The shipping ministry initially argued that orders won just before the scheme was discontinued, could not be eligible because they had not notified the ministry by submitting an in-principle application.
Resolution soon: A file photo of the ABG Shipyard facility in Surat, Gujarat. Ashesh Shah / Mint
Shipbuilders claimed that they could not apply because they were unable to get the so-called price reasonableness certificate from India’s maritime regulator Directorate General of Shipping (DGS) before the scheme ended.
Local shipbuilders had asked for price reasonableness certificate from DGS on as many as 70-75 ships a few days before the scheme closed. “We had difficulty in getting the price reasonableness certificate from the DGS because the regulator could not handle such a large number of applications within a short time,” an executive with a Mumbai-based private shipbuilding firm said on condition of anonymity. “Hence, we could not notify the ministry on such orders.”
Shipbuilders have also been lobbying for an extension of the five-year subsidy scheme, which had started in the mid-1990s and had been extended twice already.
In the last few days before the scheme closed, shipbuilders, most of them private firms such as ABG Shipyard Ltd, Bharati Shipyard Ltd, Pipavav Shipyard Ltd and Larsen and Toubro Ltd, signed orders worth a few thousand crores through negotiations with global fleet owners.

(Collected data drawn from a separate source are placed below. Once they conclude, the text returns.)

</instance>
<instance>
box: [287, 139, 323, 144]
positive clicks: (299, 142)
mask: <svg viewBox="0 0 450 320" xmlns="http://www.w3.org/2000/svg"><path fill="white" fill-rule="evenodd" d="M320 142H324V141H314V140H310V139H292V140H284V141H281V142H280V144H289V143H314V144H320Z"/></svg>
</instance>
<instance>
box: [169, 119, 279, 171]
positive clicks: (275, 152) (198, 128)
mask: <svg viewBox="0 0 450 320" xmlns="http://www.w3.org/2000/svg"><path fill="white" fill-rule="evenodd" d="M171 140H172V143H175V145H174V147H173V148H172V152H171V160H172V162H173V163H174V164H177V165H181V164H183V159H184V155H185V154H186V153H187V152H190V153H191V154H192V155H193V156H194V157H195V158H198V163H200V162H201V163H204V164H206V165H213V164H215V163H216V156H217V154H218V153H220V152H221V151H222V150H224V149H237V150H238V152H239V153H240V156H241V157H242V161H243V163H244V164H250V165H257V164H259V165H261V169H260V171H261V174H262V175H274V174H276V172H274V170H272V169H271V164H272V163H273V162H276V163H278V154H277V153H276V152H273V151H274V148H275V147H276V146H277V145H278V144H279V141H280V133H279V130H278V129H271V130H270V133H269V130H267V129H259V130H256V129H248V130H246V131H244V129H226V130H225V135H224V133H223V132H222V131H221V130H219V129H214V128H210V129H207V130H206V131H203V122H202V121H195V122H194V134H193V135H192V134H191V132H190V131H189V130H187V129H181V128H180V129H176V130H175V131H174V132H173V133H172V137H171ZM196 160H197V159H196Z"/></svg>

According to the scheme, in the case of export orders, where the price of a ship is finalized on the basis of negotiations between two parties, the reasonableness of price would have to be determined by DGS. Subsidy would be admissible on the contracted price or the price as certified to be reasonable, whichever was less. The subsidy is given to public sector yards in instalments, while private companies get it only after the ship is delivered.
However, following lobbying by the local shipbuilding industry seeking subsidy on orders signed before the scheme expired, the shipping ministry relented in January.
The shipping ministry is expected to soon approach the Union cabinet with two proposals. One will seek its approval for pending subsidy of Rs5,000 crore on the earlier scheme. The other will ask for the scheme to be extended. “The new scheme will be quite different from the old one,” the official said. The amount and tenure of the new scheme have not been decided.